The whale-boat, I may explain, was one specially built for us at Dundee, in Scotland. We had brought it with us, as we knew that this coast was a network of creeks, and that we might require something to navigate them with. She was a beautiful boat, thirty-feet in length, with a centre-board for sailing, copper-bottomed to keep the worm out of her, and full of water-tight compartments. The Captain of the dhow had told us that when we reached the rock, which he knew, and which appeared to be identical with the one described upon the sherd and by Leo's father, he would probably not be able to run up to it on account of the shallows and breakers.
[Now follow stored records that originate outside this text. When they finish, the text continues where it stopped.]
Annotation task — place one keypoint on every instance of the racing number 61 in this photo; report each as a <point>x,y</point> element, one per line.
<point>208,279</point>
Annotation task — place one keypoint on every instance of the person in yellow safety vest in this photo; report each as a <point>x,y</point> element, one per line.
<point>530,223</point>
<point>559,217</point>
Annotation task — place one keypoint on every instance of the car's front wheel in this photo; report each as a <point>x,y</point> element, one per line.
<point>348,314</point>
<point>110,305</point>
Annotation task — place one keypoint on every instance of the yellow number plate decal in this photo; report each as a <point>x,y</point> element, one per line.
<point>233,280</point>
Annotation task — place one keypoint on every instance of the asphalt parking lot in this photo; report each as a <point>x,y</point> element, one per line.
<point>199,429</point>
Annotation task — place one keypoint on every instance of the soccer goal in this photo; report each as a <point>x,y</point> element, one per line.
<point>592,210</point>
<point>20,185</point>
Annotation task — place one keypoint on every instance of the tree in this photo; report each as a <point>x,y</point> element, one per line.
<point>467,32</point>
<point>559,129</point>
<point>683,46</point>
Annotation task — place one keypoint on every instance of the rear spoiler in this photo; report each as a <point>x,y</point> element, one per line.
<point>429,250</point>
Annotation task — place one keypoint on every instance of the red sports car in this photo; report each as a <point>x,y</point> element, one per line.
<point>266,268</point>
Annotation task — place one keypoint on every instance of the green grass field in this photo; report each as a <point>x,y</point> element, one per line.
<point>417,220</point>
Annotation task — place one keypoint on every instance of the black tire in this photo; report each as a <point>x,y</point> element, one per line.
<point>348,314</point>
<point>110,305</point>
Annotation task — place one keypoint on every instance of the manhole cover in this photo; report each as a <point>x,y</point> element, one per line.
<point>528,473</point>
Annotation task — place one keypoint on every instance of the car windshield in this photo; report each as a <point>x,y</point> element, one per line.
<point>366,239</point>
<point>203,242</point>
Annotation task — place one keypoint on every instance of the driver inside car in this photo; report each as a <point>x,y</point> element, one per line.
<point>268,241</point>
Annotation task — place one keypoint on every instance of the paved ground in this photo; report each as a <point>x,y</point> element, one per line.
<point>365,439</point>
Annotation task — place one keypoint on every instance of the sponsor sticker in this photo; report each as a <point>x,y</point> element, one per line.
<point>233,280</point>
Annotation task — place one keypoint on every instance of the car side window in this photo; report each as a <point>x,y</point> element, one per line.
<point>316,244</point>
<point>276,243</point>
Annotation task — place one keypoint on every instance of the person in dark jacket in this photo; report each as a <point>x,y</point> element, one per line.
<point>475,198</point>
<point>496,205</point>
Therefore we had employed three hours that very morning, whilst we were totally becalmed, the wind having dropped at sunrise, in transferring most of our goods and chattels to the whale-boat, and placing the guns, ammunition, and preserved provisions in the water-tight lockers specially prepared for them, so that when we did sight the fabled rock we should have nothing to do but step into the boat, and run her ashore. Another reason that induced us to take this precautionary step was that Arab captains are apt to run past the point that they are making, either from carelessness or owing to a mistake in its identity. Now, as sailors know, it is quite impossible for a dhow which is only rigged to run before the monsoon to beat back against it. Therefore we got our boat ready to row for the rock at any moment.